„Wenn ‚Mausi‘ plötzlich Zähne zeigt“ hieß Anfang November ein Artikel in der Neuen Braunschweiger. Die „Fahrschulgemeinschaft Braunschweig“ habe sich etwas ausgedacht, um „den guten Ruf der Branche zu retten“: Kung-Fu. Der Ruf ist ruiniert, weil mehrere Medien seit einem Jahr über mutmaßliche sexuelle Übergriffe durch Fahrlehrer berichten. Eine Fahrschülerin hatte sich zur Wehr gesetzt und der Stadt eine Debatte über ihre Erfahrungen aufgezwungen. Wenn ein Fahrlehrer eine Schülerin betatscht, nutzt er aus, dass das Mädchen von seiner Gunst abhängig ist, dass im Auto niemand Zeuge wird, dass Fahrschüler unter großem Stress stehen, dass Fahrstunden für junge Leute viel Geld kosten, dass das Opfer wesentlich jünger ist, dass Gegenwehr noch schwieriger ist, wenn man sich gerade auf den Verkehr konzentriert.
Die Lösung für all das, wenn es nach der „Fahrschulgemeinschaft Braunschweig“ geht, ist also Kung-Fu. Die Neue Braunschweiger zitiert „Sifu“ Peter Graun: „Ich vermittele die Grundtechniken des Wing Chun, führe die Schüler aber auch in die Regeln und Werte des Kampfsports ein – Respekt und Höflichkeit.“ Auf den Fotos neben dem Artikel sieht man fünf alte Männer, eines zeigt die Herren in Faustkampfstellung.

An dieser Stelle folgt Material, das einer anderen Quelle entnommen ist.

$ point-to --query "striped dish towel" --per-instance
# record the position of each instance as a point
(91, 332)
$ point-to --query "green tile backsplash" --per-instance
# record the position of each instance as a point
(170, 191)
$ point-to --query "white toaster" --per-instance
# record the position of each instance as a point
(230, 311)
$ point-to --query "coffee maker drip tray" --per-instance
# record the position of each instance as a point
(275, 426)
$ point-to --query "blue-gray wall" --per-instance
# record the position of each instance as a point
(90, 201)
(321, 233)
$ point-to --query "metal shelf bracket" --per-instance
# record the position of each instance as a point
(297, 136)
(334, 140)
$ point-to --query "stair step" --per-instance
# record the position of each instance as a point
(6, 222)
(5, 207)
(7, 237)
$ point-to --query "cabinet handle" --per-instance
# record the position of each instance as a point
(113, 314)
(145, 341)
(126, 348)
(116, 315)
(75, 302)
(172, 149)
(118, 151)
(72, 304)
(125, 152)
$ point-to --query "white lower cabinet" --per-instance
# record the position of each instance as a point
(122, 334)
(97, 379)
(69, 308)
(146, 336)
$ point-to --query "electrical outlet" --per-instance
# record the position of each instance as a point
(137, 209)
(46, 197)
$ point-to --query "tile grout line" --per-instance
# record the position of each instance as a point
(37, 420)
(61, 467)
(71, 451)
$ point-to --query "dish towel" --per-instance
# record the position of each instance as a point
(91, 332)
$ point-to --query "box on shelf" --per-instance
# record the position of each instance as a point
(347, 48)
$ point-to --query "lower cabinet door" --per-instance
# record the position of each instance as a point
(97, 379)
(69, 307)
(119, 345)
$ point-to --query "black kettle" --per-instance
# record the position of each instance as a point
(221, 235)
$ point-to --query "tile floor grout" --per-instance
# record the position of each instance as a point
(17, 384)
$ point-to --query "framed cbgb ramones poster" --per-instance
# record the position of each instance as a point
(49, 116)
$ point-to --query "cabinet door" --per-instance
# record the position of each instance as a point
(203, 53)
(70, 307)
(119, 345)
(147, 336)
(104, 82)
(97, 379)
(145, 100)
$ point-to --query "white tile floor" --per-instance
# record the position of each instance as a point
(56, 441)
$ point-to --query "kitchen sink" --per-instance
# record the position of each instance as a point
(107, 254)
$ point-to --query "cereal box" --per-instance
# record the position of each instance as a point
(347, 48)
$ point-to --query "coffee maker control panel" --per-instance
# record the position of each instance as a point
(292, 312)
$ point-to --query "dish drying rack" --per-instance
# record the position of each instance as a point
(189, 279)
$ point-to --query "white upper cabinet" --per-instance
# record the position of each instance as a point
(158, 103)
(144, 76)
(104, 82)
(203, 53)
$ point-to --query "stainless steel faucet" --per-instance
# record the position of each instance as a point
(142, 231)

Dass ein „respektvolles und höfliches“ Nein aber eigentlich nichts wert ist und Täter darüber im Zweifelsfall lachen, wird schon mal vorausgesetzt. Dann sollen die jungen Frauen eben, wie Uma Thurman in Kill Bill, die sexuelle Belästigung mal kurz mit Gewalt regeln. Gerade bei 130 Sachen auf der Autobahn wird das den grapschenden Fahrlehrer gewiss beeindrucken: so tough, so selbstbewusst, so sexy.
Der Name der Kampagne, bei der alte Männer jungen Mädchen beibringen sollen, ihre Fahrlehrer zu verprügeln, ist übrigens: „Nein heißt Nein“. Echt jetzt? Solange sie nicht „Nein“ gesagt haben, dürfen Männer also alles mit Mädchen anstellen – mindestens ein Mal Hinlangen ist drin.
Dabei ist das Motiv der wehrhaften Frau ein frauenfeindlicher Reflex, bei dem sich Feministinnen mit Frauenfeinden immer wieder einig zu sein scheinen. Männliche Verantwortung wird delegiert – und einige Feministinnen fallen drauf rein, weil sie sich zu sehr mit dem Bild der starken Frau identifizieren. Dann doch lieber die alte Forderung der zweiten Welle der Frauenbewegung, dass Frauen gefälligst gewaltfrei leben können sollen.
Übrigens: Der Produzent von Kill Bill, dem Film mit der Ikone weiblicher Gegenwehr im gelben Einteiler, war: Harvey Weinstein.